BRAC Bank leads drive for women’s financial inclusion and empowerment
In a sun-drenched village in southern Bangladesh, entrepreneur Anika Jahan—a BRAC Bank agent—helps hundreds of last-mile customers open bank accounts on her smartphone.
With a few taps, she is not only enabling savings but also helping people take their first steps into the formal economy.
For decades, women like Anika's customers remained invisible to the financial system. That reality is changing, and at the heart of this transformation is BRAC Bank PLC.

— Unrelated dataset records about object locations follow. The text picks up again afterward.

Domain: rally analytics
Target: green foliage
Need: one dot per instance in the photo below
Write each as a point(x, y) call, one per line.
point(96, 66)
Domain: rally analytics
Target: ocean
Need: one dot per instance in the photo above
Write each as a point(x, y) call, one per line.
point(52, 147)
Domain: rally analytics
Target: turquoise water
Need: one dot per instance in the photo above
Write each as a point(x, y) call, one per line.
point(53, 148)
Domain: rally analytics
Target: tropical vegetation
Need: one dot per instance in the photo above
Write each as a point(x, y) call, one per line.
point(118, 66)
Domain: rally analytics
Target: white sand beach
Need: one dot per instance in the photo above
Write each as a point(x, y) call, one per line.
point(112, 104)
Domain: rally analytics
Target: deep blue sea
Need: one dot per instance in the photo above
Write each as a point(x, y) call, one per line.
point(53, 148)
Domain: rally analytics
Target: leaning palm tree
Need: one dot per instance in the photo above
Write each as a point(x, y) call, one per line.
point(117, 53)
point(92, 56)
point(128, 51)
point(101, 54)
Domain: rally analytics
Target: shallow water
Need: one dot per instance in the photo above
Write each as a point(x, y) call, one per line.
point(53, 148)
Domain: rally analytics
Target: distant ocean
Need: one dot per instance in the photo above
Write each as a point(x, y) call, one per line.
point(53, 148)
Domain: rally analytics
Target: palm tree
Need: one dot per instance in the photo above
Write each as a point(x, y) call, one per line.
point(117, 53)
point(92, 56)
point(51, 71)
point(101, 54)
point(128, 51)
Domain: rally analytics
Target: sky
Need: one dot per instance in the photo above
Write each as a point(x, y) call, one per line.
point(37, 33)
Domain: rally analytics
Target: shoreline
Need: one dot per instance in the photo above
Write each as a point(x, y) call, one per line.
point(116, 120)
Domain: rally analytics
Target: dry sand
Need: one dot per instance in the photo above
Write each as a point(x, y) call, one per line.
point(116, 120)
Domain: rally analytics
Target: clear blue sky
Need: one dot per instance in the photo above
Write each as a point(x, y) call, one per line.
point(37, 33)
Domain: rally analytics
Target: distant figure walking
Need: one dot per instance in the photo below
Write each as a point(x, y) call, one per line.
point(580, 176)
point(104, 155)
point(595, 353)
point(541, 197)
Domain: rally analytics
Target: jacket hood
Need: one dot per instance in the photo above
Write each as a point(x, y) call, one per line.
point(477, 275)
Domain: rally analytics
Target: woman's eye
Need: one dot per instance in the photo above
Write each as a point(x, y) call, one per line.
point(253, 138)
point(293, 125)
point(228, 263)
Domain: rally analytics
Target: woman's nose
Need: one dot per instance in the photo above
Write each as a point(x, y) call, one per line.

Although Bangladesh now ranks as the world's 37th-largest economy, with projections to rise to 21st by 2039, only 43% of citizens hold a formal bank account, according to FINDEX 2025. The gender gap in account ownership stands at 20%—the second highest in South Asia after Pakistan.
A mission rooted in inclusion
Founded in 2001 with the vision of Sir Fazle Hasan Abed, BRAC Bank was built to reach the "missing middle"—cottage, micro, small, and medium enterprises (CMSMEs) excluded from traditional banking. Its goal extends beyond transactions, focusing on livelihoods, resilience, and empowerment—particularly for women—through tailored financial products and deep community engagement.
Building trust through global partnerships
BRAC Bank's inclusive-finance record has attracted leading development partners, including the Gates Foundation, IFC, ADB, DEG, Water.org, UNEP, Swisscontact, and UNCDF.
In 2023, the Gates Foundation selected BRAC Bank for Bangladesh's largest-ever financial inclusion grant with a commercial bank. The project targets a gender-inclusive ecosystem across SME, retail, and agent banking. So far, over 40,000 women have opened e-KYC accounts, 5,000 rural women access micro-deposit products, and 65,000 women use the Astha app for secure digital banking. Women are also emerging as financial agents themselves under a growing women-led network.
Empowering entrepreneurs
With DEG, the Uddokta 101 Entrepreneurship Accelerator equips women with business knowledge often out of reach due to social barriers. About 500 entrepreneurs have graduated, 70% have fully formalised their ventures, and all saw business growth of 30–40% within six months. Sixteen of the targeted twenty cohorts have already been completed since 2022.
The bank's Shafollo digital platform has issued over 15,000 microloans through a paperless, end-to-end system designed for rural micro-entrepreneurs.
Meanwhile, its partnership with Water.org has financed enterprises promoting clean water and sanitation. Within a year, the initiative built a loan portfolio of Tk 280 crore, expected to reach Tk 1,000 crore by 2027—improving health and livelihoods nationwide.
Innovating for the future
In collaboration with DEG Impulse, BRAC Bank is launching Bangladesh's first SME Innovation Lab—a platform to incubate solutions in CMSME growth, climate resilience, smart agriculture, and women's economic empowerment.
Project governance is jointly overseen by BRAC Bank and its development partners, ensuring transparency and alignment with national financial-inclusion goals. The bank also works with Bangladesh Bank, SME Foundation, FMCGs, telecoms, fintechs, and agri-techs to embed inclusion across value chains.
Expanding possibilities
Anika's story is no longer rare—it is becoming typical. Each new account, loan and business adds another ripple in Bangladesh's journey toward inclusive growth.
As BRAC Bank continues to champion financial inclusion, it calls on policymakers, financial institutions, social enterprises and impact investors to collaborate in building a fair and financially empowered Bangladesh—where access to finance is not a privilege, but a right.